It's above freezing right now.
Oh!
Yeah.
Well, that's good.
And at the end of November, December, it will be minus 5 to minus 9 degrees.
Centigrade.
Centigrade, yes.
So, you may not like it, but I think it's happening.
There's nothing up there either.
You could cross the border.
Now you've got real problems.
Where are you going to go?
What towns are in that part of Norway?
Well...
Let's take a look at the map.
I'm going to zoom in.
Yeah, we have...
Okay, so there's a couple of hick places.
I mean, I can't even...
Okay, there's a town.
Yeah.
There's a couple of towns.
Yeah, I'll bet you those places are fantastic.
Yeah.
You know what?
Maybe this is...
We have a Norwegian knight.
I know what's going on.
It's easy.
Hey, I know how to get rid of him.
Tell him there's a route up north and let him freeze in the snow and die.
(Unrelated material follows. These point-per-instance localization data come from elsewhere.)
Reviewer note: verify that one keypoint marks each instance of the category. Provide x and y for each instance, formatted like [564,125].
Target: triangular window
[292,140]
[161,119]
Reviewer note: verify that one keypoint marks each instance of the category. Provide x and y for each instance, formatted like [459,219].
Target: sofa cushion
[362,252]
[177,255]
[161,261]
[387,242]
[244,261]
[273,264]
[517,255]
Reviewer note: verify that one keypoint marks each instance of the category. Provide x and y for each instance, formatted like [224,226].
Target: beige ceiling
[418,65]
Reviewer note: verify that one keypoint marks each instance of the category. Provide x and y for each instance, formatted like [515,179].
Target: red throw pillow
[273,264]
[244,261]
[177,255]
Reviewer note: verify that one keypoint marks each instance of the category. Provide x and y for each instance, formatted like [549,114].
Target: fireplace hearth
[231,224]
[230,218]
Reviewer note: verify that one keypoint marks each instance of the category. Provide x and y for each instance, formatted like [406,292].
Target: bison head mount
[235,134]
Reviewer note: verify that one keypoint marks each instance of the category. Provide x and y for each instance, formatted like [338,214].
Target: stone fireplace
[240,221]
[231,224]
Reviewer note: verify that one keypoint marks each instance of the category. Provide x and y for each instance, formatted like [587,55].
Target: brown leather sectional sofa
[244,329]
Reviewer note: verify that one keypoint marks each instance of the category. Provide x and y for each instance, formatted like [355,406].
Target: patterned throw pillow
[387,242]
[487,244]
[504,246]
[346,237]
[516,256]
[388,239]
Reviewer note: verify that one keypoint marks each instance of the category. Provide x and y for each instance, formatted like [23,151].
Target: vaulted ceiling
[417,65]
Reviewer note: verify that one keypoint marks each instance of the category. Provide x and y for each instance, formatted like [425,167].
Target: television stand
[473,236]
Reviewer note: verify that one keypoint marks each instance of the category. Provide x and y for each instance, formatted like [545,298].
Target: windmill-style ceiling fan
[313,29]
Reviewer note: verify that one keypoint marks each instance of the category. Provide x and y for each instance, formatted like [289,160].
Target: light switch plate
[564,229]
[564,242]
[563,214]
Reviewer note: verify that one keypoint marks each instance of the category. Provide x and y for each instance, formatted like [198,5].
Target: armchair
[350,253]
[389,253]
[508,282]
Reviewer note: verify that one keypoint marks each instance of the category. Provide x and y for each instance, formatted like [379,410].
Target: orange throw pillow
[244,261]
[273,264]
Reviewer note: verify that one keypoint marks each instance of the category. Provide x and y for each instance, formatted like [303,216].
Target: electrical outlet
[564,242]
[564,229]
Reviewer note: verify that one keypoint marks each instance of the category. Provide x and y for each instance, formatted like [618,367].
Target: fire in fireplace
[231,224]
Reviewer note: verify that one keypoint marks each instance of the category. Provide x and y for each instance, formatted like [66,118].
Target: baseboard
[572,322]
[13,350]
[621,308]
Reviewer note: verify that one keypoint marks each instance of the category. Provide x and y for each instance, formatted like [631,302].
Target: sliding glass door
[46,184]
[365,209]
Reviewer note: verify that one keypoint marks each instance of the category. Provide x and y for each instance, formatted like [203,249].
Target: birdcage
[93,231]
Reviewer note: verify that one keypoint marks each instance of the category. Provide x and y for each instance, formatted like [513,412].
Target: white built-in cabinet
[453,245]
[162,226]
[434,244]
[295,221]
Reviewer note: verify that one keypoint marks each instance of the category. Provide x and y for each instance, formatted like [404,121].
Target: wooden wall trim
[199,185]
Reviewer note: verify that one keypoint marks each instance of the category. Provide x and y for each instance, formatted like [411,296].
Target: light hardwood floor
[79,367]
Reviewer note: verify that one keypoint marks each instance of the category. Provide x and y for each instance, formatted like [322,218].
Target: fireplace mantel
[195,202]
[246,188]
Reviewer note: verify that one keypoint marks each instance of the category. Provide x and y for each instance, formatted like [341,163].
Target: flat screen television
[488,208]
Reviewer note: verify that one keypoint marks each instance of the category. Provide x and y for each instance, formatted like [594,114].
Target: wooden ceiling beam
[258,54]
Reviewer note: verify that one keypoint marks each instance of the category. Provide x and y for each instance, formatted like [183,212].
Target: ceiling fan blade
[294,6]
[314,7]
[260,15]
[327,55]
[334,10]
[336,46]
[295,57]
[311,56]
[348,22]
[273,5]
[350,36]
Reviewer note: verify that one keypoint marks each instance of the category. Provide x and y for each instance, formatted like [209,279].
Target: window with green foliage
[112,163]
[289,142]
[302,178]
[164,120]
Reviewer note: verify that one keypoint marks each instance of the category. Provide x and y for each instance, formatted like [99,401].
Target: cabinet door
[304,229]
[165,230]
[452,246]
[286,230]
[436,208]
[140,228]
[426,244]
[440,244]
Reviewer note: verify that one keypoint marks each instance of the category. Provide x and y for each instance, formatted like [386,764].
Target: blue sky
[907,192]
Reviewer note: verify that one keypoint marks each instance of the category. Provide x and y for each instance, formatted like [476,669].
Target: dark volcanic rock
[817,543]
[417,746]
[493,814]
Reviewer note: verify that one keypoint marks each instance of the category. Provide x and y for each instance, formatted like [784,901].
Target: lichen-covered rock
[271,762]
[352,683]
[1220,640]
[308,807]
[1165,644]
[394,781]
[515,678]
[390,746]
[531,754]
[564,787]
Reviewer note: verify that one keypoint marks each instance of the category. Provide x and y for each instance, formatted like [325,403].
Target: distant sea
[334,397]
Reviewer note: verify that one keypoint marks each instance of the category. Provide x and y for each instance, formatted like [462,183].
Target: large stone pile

Well, that element's in play.
Well, let me see.
We have...
Okay.
There's a train from St.
Petersburg to Murmansk.
Just in.
Okay, well, you're on your way, you have to pedal 100 miles in the snow.
Yeah.
What's worse, walking thousands of miles through the mud or pedaling a little bit through the snow?
Yeah.
This whole thing is Merkel's fault.
Well, yeah.
And everybody in Germany knows it.
Everybody in Europe knows it.
Which brings me to Philip from Germany.
Hey, John and Adam, Philip from Germany here.
I'd like to offer some perspective on the refugee crisis and Germany's efforts to deal with the migrants.
I work 100 meters from a camp as a dude named Ben slash designer.
There are also some that are opening up near where I live.
I talked to a doctor and people who work for the companies building the camps.
In the recent years, Germany increasingly didn't have enough housing.
One theory is that Merkel is building these houses now with EU money with the plan to use these houses as cheap housing for students of universities or low-income families once the refugees leave.
There are already plans to build permanent housing, and the German economy seems to be thriving with all these contracts for construction companies and others.
Oh yeah, sure.
With EU money.
Perfect.
I think it's a good plan and really hope most people will be leaving the country rather soon.
Yeah, good luck.
Mental luck.
Many of these economic refugees, quotes, refugees, are entitled.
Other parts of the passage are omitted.